Se puede apreciar la evolución en la obra de un cineasta siguiendo algunos temas, detectando obsesiones, o prestando atención a cómo desarrolla de una a otra película ciertos abordajes formales. Desde Accattone hasta Saló, o los 120 días de Sodoma, en la obra de Pasolini hay un tema que se complejiza, se diluye, parece desaparecer, pero siempre retorna o subyace, y es la cuestión de la mirada como atributo del poder. Tema foucaultiano por excelencia que se nos muestra ya en Accattone de manera nítida. Todas las miradas en esta ópera prima son francas, inocentes, aunque sean pícaras, insertas siempre en primeros planos como parte de la expresión general de los personajes. Salvo en la mirada del policía que sigue y vigila a Accattone. Esa mirada (que es más mirada que ojos, porque trasciende el órgano) aparece enmarcada, una y otra vez, en un plano detalle que la deshumaniza, la pone aparte y por encima, como desde un panóptico. Y, Accattone, ante la mirada de la autoridad que no percibe, oscila entre intentar trabajar honestamente y no tanto, algún vagabundeo, cierta indecisión, hasta que sucumbe y comete un robo, la policía le cae encima, manotea una motocicleta y huye sólo para morir atropellado accidentalmente por un camión.
La evolución del tema se nos presenta en una de las escenas finales de su obra póstuma, Saló, cuando asistimos junto a algunos de los burgueses a la orgía de torturas y vejámenes que se desarrolla en el patio. Los señores observan los hechos desde una ventana en una habitación de un piso superior, sentados en un cómodo y distinguido sillón; desde allí observan el espectáculo cruel mediante binoculares, enfatizando la idea de panóptico de la que hablaba más arriba. Un poco antes del baile final de los jóvenes indiferentes, vemos mediante una subjetiva lo que el Duque observa por los binoculares, cómo el lente lo acerca al detalle de la aberración, en un goce malsano de la mirada. De pronto, el burgués tiene una idea, invierte los binoculares y la óptica inversa le permite ver toda la escena. Él puede elegir entre ver el detalle o ver el todo. Todas las combinaciones le son posibles, y allí está el mayor goce. Goce del ojo que implica ver como a una de las víctimas le arrancan uno de los suyos. Goce del poder que no tiene más frontera que la destrucción final, incluso de los que lo detentan.

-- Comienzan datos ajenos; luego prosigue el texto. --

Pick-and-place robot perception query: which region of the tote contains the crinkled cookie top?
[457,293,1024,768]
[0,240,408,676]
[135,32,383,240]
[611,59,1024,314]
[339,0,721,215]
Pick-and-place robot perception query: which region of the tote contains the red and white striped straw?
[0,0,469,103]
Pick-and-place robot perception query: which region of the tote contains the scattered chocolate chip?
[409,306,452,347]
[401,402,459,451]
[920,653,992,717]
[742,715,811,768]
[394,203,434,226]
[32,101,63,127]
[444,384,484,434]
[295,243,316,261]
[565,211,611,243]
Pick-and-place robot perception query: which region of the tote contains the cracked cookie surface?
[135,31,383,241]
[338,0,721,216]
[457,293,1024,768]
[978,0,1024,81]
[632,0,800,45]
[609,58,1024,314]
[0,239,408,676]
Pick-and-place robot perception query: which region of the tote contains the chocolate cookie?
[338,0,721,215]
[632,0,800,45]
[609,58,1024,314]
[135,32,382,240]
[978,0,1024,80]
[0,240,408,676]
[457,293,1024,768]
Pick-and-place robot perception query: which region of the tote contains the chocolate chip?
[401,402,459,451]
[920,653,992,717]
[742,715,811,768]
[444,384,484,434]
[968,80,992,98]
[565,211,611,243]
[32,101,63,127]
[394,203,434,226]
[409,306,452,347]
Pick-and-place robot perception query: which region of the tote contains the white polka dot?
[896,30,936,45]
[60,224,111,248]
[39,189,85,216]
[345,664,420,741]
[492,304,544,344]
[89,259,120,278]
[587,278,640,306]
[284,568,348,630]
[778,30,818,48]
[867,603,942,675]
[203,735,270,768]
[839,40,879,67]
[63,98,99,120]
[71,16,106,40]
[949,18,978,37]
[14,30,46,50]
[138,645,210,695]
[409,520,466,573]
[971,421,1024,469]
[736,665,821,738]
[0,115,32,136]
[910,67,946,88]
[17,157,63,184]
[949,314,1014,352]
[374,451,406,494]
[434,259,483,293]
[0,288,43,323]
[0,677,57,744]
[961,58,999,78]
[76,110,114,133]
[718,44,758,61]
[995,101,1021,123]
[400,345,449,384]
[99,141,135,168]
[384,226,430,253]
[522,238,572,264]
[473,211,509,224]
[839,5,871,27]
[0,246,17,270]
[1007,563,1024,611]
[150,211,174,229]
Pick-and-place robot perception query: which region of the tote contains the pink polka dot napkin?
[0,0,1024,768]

Queda por preguntarnos si la mirada del cineasta es inocente como la de los marginados de las pequeñas ciudades o lujuriosa de poder como la de los señores de la burguesía. Supongo que allí también habrá matices. En cuanto a PPP, me permito salvarlo de la sospecha. Un artista casi total que aborda el aparato cinematográfico y percibe que lo que quiere expresar se le escapa como en un papel que se incendia, y que llegó tan lejos como para que el poder se viera impulsado a segar (o cegar) su vida, no puede menos que presentársenos con una dignidad irrefutable. Que sus asesinos sean mafiosos meridionales o un muchacho con el que Pasolini habría buscado placer, es intrascendente. Sólo son herramientas. Iguales al cuchillo con el que el Magistrado arranca un ojo a una de las víctimas en la orgía final.
El título de este texto corresponde a una definición metafórica del propio Pasolini.
(*) Es interesante resaltar que esta distancia sólo es posible en el cine, no en la obra literaria, donde todos los relatos se igualan por el lenguaje. Asistimos, otra vez, a una operación pasoliniana en la que lo ficcional o lo mítico precipitan contra lo real como una masa gaseosa que chocase contra un sólido de menor temperatura, chorreando ya en otro estado.